As a farm, the place has a poverty about it: soil that once supported alfalfa has suffered a reversal of sorts in the intervening thirty or forty years. Largely unfenced, Blue Moon Stead is as yet a poor home for the animals who will bear primary responsibility for improving the soil. Even the barn is not barn so much as theatre, built for the youth theatre camp run by Blue Moon’s recent owners.
The previous owners left a few things we could use and some things we couldn’t, like their dogs’ well-worn couch. When the truck came to pick up their dumpster, I ran out and asked if the driver would wait while we brought the couch out. He had a better idea: he backed his truck alongside the cabin, and we pushed the heavy couch over the second story deck rail into the dumpster.

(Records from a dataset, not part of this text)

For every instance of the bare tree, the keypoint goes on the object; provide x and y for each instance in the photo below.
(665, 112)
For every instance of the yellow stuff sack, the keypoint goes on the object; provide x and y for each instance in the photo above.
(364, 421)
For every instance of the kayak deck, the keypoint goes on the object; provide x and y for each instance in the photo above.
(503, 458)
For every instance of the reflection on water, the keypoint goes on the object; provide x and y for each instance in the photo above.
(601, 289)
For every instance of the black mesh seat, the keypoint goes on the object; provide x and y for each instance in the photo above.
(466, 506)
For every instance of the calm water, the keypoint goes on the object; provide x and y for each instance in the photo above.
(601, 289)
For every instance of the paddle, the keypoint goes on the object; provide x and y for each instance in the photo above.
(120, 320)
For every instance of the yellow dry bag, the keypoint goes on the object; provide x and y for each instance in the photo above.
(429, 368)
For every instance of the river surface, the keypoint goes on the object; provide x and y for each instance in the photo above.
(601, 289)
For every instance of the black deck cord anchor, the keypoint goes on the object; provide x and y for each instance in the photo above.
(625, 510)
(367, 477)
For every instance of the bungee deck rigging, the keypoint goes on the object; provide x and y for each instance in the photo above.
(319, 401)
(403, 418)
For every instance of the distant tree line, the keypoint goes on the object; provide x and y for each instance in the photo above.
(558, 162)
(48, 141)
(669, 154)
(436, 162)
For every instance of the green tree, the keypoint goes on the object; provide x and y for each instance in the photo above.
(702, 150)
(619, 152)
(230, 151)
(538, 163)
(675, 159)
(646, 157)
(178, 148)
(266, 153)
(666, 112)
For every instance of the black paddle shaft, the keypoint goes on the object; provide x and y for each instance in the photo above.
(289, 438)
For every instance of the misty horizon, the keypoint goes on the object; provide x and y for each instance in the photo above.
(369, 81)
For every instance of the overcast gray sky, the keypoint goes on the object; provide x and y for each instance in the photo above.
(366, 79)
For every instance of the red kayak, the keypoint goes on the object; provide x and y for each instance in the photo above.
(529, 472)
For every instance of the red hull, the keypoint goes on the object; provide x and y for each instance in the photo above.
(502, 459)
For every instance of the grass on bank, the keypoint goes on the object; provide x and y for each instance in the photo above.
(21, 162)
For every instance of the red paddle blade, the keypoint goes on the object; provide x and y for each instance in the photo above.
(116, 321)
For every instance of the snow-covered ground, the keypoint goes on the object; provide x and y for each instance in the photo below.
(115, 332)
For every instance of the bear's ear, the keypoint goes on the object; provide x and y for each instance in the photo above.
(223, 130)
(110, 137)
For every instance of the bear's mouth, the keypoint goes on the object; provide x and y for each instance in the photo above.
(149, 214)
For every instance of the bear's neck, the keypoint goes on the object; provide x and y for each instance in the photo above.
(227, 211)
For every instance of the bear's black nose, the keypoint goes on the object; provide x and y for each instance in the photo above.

We spent only a couple of days at Blue Moon Stead before returning to Chimney Rock. It was hard to leave. Ella was ecstatic being here, with the long hikes and a pond to swim in. She even rode in the paddle boat as we made our way through a thin layer of ice to the far reaches of the pond where cattails are encroaching. But with barely functional internet and phone there, we have much to do here.
Since our return to Chimney Rock, Gary has arranged to buy a tractor and has found a buyer for his lovely cabin at Brushkana. He put up his other property on the market (http://indeep-alaska.com/2012/08/31/cheechako-no-more/), and the realtor tells him that “every dreamer in the lower 48” wants the place. I’m shopping for a high tunnel (an unheated greenhouse) so I can plant the turmeric seed I ordered, and so we can get our spring starts going early and grow food year-round. I just finished an online course on raising pastured poultry, thinking I might generate some valuable chicken litter and perhaps have some eggs to sell on the side.
The move is a process, and will take a few more trips. Then we’ll take leave of beautiful Chimney Rock, which has been such a delightful refuge for us, thanks to Aunt Vee’s love and generosity. Some lucky couple or family will buy it and come to know how thoughtfully it was created for comfort, beauty, and the enjoyment of nature.
What will the future hold? Major rehabilitation of the cabin and the soil, for starters. Ponies, certainly, and maybe chickens, ducks and geese, perhaps a few cattle and sheep someday. All will do their part to make Blue Moon Stead a beautiful, vibrant farm. It strikes me as a good legacy, for when I ultimately have “bought the farm”, to have had a role in bringing abundant life back to the land. It will be an engaging endeavor, caring for livestock and fowl who will weed and fertilize, raising crops for the sake of the soil, the animals and ourselves, and doing all this under the sun and clouds, in rain, wind and snow.